В санатории В. И. настолько окреп, что по дороге домой дал концерты в Ковно 17 и в Риге 22 августа. Ковенские газеты объявили, что Качалов будет читать сцену из "Гамлета" -- "За коньячком" (!). В Риге его уговорили остаться еще на один вечер (оба раза он выступал в "Театре русской драмы"). В программе первого вечера -- отрывки из "Воскресения", из "Смерти Иоанна Грозного", монолог "Клейкие листочки" (из "Братьев Карамазовых"), стихи Маяковского и Есенина. В программе второго вечера -- "Эгмонт", "Гамлет", "Лес".
В 1948 году, в связи с 50-летием МХАТ, Ян Судрабкали, народный поэт Латвийской ССР, лауреат Сталинской премии, вспоминал о начале тридцатых годов: "В буржуазные времена в Латвии власть имущие всеми правдами и неправдами старались закрыть доступ к русскому искусству и русской литературе. Россия стала страной революции, и вот даже Лев Толстой в глазах латвийской реакции стал большевиком. Но и в те дни у нас гостил великий Качалов, и, слушая Шекспира, Пушкина, Толстого, мы думали о советской Москве и Художественном театре, строившем вместе с рабочими и крестьянами, учеными и писателями новую жизнь".
СНОВА "ВИШНЕВЫЙ САД"
21 сентября 1932 года в "Советском искусстве" были помещены воспоминания Качалова "В поисках Барона" (о работе над ролью в спектакле "На дне"), а 25-го, в связи с 40-летием литературной деятельности М. Горького, Москвин и Качалов выступили в торжественном спектакле. Постановлением правительства МХАТ был переименован в "МХАТ имени М. Горького". В "Советском искусстве" 3 октября среди откликов других театральных деятелей появился и взволнованный отклик Качалова.

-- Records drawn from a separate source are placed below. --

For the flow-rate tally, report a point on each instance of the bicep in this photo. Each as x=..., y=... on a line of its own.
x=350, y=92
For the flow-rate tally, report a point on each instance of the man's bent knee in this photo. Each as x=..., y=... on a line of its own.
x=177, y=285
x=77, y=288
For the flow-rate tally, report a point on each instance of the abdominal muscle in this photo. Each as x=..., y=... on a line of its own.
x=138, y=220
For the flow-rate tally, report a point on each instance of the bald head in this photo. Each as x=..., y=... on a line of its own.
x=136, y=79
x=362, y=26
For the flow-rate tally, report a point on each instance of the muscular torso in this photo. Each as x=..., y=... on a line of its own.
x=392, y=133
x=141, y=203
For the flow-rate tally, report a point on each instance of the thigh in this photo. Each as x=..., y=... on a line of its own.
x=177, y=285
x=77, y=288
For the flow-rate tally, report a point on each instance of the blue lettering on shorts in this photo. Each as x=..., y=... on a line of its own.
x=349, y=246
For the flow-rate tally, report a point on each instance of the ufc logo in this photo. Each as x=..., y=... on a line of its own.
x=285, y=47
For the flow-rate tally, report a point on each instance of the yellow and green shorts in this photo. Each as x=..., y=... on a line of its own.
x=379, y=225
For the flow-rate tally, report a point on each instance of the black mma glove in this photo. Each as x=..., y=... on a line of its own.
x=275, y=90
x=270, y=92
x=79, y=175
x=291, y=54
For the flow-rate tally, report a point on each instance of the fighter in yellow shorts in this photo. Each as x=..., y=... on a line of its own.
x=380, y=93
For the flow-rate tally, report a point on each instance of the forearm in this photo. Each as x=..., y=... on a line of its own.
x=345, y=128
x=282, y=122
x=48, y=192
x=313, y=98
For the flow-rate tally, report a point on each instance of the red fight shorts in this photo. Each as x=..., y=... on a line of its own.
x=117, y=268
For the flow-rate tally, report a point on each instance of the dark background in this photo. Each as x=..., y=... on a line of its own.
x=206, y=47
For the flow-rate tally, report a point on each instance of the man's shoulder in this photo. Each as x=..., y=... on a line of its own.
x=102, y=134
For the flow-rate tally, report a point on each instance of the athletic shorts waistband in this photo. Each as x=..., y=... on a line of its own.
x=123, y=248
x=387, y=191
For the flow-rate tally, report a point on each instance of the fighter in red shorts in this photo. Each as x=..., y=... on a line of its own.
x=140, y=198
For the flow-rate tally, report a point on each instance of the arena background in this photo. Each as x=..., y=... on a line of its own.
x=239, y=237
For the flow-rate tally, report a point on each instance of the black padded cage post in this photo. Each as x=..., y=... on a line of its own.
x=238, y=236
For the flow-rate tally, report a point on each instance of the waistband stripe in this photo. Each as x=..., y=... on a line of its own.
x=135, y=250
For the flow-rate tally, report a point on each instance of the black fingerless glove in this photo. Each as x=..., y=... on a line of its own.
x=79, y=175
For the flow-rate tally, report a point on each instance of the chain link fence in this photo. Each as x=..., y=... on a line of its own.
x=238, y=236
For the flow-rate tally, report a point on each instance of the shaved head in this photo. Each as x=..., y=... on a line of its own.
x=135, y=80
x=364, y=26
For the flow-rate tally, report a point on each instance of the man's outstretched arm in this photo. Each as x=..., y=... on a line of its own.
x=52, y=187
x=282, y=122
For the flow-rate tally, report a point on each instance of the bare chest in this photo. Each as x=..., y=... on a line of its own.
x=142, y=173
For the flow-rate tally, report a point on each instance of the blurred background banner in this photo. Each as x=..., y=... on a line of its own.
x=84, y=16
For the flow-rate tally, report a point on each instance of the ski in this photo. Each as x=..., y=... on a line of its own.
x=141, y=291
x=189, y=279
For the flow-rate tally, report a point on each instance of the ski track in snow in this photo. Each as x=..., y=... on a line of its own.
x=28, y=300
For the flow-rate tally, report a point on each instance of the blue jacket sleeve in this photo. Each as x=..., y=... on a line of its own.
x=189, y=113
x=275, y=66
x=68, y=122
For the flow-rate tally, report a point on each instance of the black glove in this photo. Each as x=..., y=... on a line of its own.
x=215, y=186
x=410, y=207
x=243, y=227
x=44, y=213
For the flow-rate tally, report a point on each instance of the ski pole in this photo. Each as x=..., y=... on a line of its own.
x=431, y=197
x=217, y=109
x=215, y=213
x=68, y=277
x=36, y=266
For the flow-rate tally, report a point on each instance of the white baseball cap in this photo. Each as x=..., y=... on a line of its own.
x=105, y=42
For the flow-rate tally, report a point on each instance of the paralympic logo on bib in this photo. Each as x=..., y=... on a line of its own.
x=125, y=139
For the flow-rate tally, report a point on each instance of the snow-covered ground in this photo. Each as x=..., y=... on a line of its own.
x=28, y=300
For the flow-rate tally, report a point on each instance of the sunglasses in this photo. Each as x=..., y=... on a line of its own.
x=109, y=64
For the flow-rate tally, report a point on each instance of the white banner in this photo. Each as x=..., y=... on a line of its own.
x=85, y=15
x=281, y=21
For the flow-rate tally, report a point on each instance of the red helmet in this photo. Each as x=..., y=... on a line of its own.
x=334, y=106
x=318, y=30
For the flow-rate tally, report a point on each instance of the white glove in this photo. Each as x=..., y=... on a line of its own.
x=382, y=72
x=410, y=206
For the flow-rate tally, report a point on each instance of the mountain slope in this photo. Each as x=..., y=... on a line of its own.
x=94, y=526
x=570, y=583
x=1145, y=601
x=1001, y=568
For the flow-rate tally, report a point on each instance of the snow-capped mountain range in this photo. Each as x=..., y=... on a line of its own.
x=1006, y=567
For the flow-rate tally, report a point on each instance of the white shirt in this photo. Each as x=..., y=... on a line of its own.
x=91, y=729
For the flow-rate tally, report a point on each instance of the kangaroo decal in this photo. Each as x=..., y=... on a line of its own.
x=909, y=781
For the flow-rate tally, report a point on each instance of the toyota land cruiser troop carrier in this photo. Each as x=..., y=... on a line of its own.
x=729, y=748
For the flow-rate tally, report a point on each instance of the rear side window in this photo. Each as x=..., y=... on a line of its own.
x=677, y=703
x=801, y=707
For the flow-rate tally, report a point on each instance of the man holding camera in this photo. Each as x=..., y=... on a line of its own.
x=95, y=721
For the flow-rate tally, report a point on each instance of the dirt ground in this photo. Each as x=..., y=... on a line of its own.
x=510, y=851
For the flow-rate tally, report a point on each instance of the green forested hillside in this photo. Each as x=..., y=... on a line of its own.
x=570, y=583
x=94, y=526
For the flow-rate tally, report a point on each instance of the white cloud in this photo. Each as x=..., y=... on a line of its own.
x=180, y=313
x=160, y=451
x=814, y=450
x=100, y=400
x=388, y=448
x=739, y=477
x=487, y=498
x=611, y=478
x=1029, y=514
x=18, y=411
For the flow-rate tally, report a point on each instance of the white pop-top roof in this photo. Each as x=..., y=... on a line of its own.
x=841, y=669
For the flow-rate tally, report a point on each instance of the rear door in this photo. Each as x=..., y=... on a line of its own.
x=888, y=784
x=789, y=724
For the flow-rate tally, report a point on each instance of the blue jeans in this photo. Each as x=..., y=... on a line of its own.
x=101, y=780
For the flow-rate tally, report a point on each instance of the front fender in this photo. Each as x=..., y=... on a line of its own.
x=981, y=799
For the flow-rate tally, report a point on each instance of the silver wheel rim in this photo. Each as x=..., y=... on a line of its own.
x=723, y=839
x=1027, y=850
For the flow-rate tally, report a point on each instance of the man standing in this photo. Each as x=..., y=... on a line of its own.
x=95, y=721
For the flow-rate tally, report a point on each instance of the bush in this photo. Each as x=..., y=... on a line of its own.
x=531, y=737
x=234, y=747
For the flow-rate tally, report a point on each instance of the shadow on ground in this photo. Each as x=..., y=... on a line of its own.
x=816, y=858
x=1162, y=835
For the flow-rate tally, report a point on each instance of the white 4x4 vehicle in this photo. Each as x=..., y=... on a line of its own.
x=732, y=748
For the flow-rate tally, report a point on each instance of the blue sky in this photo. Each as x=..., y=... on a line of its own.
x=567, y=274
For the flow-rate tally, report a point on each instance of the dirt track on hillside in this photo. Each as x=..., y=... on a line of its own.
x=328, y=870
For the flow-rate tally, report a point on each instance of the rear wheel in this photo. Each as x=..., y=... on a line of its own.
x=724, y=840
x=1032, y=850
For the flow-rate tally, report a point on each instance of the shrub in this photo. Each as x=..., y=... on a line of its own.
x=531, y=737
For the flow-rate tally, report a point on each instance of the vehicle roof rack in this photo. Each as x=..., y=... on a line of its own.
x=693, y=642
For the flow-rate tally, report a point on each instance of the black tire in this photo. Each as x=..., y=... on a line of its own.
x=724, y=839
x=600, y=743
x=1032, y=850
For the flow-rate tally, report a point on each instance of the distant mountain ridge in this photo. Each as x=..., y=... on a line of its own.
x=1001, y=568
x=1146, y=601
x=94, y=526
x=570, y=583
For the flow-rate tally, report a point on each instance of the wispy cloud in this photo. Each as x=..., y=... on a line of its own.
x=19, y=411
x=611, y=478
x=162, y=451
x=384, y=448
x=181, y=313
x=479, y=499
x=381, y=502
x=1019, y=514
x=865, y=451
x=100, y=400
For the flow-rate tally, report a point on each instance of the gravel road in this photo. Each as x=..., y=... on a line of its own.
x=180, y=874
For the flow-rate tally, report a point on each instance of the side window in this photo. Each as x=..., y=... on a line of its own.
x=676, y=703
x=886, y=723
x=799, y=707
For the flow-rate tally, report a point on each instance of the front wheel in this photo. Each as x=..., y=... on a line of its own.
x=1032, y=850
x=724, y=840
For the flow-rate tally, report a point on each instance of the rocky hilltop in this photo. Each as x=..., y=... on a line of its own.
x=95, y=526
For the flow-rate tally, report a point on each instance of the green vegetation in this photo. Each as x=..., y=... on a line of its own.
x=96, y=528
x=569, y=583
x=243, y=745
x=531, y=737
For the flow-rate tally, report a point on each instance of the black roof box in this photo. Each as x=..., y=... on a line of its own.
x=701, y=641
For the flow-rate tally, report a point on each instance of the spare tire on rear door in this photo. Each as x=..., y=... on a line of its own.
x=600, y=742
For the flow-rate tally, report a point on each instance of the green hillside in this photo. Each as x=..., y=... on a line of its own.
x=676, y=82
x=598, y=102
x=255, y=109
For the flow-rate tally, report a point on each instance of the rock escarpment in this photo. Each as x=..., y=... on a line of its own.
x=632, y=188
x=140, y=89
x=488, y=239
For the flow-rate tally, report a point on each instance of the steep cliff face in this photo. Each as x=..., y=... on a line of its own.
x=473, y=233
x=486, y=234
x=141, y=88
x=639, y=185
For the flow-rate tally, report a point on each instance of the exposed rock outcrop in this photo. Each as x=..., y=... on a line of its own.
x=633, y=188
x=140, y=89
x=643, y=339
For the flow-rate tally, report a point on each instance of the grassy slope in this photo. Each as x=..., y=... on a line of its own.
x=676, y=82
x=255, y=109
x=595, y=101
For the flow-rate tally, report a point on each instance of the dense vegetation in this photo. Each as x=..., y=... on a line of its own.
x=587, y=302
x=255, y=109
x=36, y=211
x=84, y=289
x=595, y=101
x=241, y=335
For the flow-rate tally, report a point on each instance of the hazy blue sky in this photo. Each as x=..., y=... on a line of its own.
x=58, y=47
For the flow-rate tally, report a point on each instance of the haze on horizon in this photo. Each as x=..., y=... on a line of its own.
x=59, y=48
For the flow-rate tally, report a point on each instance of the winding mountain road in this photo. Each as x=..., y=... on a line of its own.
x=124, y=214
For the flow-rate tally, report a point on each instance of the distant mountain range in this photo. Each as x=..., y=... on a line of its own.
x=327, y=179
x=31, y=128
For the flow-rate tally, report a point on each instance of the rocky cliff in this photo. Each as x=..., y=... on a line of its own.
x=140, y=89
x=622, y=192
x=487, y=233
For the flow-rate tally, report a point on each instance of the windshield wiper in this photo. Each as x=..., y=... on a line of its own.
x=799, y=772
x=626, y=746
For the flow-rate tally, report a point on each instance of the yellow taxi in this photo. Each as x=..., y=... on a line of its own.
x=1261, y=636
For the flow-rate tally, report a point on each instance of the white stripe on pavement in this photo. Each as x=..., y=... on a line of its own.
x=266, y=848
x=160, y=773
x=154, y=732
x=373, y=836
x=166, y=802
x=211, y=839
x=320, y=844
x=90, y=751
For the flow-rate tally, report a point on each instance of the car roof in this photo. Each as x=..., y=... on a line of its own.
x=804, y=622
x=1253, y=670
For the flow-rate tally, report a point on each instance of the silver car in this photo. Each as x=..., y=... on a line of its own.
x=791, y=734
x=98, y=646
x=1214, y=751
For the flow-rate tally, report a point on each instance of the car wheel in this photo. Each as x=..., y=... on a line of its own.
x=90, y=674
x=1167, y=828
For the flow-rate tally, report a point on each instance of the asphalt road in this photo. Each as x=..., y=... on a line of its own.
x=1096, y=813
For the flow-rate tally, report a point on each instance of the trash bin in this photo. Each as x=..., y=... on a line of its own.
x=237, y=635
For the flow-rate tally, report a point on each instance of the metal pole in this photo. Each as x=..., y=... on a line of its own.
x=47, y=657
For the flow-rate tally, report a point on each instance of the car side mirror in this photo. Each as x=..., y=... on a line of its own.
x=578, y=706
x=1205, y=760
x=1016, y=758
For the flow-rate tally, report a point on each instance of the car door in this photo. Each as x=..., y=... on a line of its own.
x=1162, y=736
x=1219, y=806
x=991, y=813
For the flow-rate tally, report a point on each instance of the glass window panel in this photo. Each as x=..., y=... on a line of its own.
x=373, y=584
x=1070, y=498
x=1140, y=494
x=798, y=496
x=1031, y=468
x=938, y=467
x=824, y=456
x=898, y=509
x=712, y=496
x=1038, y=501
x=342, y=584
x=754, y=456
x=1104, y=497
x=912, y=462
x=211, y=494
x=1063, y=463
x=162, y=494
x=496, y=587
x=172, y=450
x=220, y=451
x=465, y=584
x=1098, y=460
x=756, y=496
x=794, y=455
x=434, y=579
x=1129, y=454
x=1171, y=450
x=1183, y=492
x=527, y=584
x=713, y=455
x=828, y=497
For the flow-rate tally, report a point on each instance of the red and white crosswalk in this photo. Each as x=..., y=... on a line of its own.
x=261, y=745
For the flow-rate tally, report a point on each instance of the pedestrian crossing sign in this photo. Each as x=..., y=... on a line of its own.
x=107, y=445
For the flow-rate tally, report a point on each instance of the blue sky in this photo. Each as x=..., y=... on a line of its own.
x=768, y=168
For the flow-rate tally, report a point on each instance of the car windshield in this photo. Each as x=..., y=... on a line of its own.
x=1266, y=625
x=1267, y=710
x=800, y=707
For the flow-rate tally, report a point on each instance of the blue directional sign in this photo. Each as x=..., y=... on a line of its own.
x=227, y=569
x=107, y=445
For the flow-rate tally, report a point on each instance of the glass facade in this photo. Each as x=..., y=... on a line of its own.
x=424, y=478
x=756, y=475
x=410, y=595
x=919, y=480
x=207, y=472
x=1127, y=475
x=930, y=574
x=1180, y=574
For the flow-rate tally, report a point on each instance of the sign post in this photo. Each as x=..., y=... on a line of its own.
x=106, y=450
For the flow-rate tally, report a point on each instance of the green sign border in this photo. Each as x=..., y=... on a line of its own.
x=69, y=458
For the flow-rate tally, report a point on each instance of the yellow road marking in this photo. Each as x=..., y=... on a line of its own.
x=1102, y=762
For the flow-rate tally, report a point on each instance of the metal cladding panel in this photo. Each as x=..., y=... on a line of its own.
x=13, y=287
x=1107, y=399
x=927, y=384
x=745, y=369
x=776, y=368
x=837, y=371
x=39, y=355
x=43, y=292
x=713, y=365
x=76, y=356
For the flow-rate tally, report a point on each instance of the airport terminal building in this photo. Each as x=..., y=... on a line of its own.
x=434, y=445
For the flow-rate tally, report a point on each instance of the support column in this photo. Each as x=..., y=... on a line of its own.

4 октября 1932 года Качалов впервые в Москве сыграл в "Вишневом саде" Гаева, заменив Станиславского. С тех пор эта роль прочно вошла в его репертуар. Роль Гаева была одним из эскизов, предварявших создание блистательно вылепленного образа Захара Бардина. Качалов заботливо отделывал детали роли. Он показывал этого опустившегося человека, этого "банковского служаку" из среды уходящего дворянства с легкой усмешкой, не скрывая от зрителя никчемности своего героя. Гаев -- Качалов непосредственно, по-детски откликался на впечатления, которые скользили по его сознанию ("А здесь пачулями пахнет!"), и зритель видел его растерянность, недоумевающие глаза потерявшего почву старого ребенка, подчас, однако, не забывающего, что надо держать себя по-барски, с достоинством. В эти минуты качаловский Гаев казался особенно жалким, вызывал у зрителя снисходительную иронию. Его неумение хоть на чем-нибудь сосредоточиться, органическую потребность скользить мыслью с предмета на предмет и задерживаться только на самом безответственном Качалов показывал с особым артистическим тактом во втором акте. Прислушиваясь к "еврейскому оркестру", звуки которого доносятся издали, Гаев дирижирует тростью и рукой. Неустойчивая поза, детские бездумные глаза, легкомысленные, наивные лирические интонации, крохотная, нелепая белая пикейная панамка на голове -- за всем этим зритель чувствовал мягкую иронию артиста: "Помнишь, четыре скрипки, флейта и контрабас". И тут же, в той же интонации: "Мне предлагают место в банке. Шесть тысяч в год". В третьем акте, в гениальной по лаконизму и насыщенности сцене приезда с торгов, качаловский Гаев казался воплощением класса, уходящего в прошлое. Наступает настоящая расплата, и на секунду просыпается и в Гаеве живая человеческая горечь. В четвертом акте болтун и "служака" Гаев прощается с домом, обреченным на слом. Стоя спиной или вполоборота к публике, он с действительной болью смотрит на следы снятых со стен портретов. Сдержанное, сдавленное рыдание и уход. Над этим последним "уходом" Гаева В. И. часто задумывался и менял мизансцену: то уходил просто вслед за Раневской, то приосанивался и для того, чтобы скрыть свое состояние от окружающих, уходя, громко откашливался и нарочито легкомысленно вертел тростью у себя за спиной. Так Качалов сохранял чеховскую тональность образа.